Le Russe Matveï Safonov s'installe durablement dans les buts parisiens
Arrivé à l'été 2024 en provenance de Lille pour remplacer Gianluigi Donnarumma, le gardien français Lucas Chevalier devait initialement occuper le poste de doublure derrière le Russe Matveï Safonov. Pourtant, la dynamique a complètement basculé au cours de la saison. Alors que Chevalier a vécu les dernières rencontres du club parisien sur le banc des remplaçants, Safonov enchaîne les performances convaincantes qui lui ont valu la confiance totale de son entraîneur.
Une performance décisive face à Chelsea
Le match retour contre Chelsea en Ligue des champions a constitué un tournant majeur. Mardi à Stamford Bridge, Matveï Safonov a été décisif tout au long de la rencontre avec neuf arrêts cruciaux. C'est même lui qui a initié l'action du premier but parisien en trouvant Khvicha Kvaratskhelia d'une relance précise. Si son jeu au pied n'a pas été parfait avec quelques dégagements hasardeux et des sorties parfois hésitantes, ces imperfections mineures n'ont pas entaché l'impact global de sa performance.
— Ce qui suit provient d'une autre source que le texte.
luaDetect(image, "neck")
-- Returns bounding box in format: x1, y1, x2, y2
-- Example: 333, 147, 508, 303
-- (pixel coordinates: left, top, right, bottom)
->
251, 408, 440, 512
Les réactions dans le vestiaire parlent d'elles-mêmes. « Safonov a été très bon ce soir. Quand ils m'ont donné le titre de MVP, j'ai pensé à lui parce que c'est lui qui le méritait. Nous sommes contents de l'avoir », a glissé l'attaquant géorgien Kvaratskhelia. Le capitaine Marquinhos a ajouté : « Toutes les équipes qui sont allées au bout ont eu des gardiens qui les ont sauvées quand elles en avaient besoin. C'est très bien d'avoir un gardien qui te rassure comme ça ».
La méthode de Luis Enrique : la concurrence permanente
L'entraîneur Luis Enrique a toujours appliqué une philosophie de concurrence ouverte pour le poste de gardien. « Le principe de concurrence s'applique comme pour n'importe quel poste. Le meilleur du moment joue, cela se passe ainsi au PSG », confiait fin janvier une source proche du vestiaire. Cette approche n'est pas nouvelle : l'entraîneur espagnol avait déjà instauré une compétition entre Donnarumma et Safonov lors de sa première saison.
Interrogé sur la situation, Luis Enrique se réjouissait : « C'est impossible de gagner à l'extérieur dans un match de Champions League, particulièrement un match retour, sans avoir un gardien de très haut niveau ». Tout en maintenant un discours équilibré, l'entraîneur parisien précise : « Comme je l'ai dit, j'ai non seulement 'Mocha' (Safonov), mais aussi Lucas Chevalier. J'ai parlé tout le temps de la chance que j'ai en tant qu'entraîneur d'avoir de très bons gardiens ».
Lucas Chevalier, une saison en demi-teinte
Pour Lucas Chevalier, la situation est plus compliquée. Le gardien français, arrivé avec le statut de doublure, s'est retrouvé déclassé au cours de la saison. Son dernier match remonte à plusieurs semaines, et il apparaît peu probable de le revoir dans les buts parisiens d'ici la fin de la saison si Safonov maintient son niveau actuel.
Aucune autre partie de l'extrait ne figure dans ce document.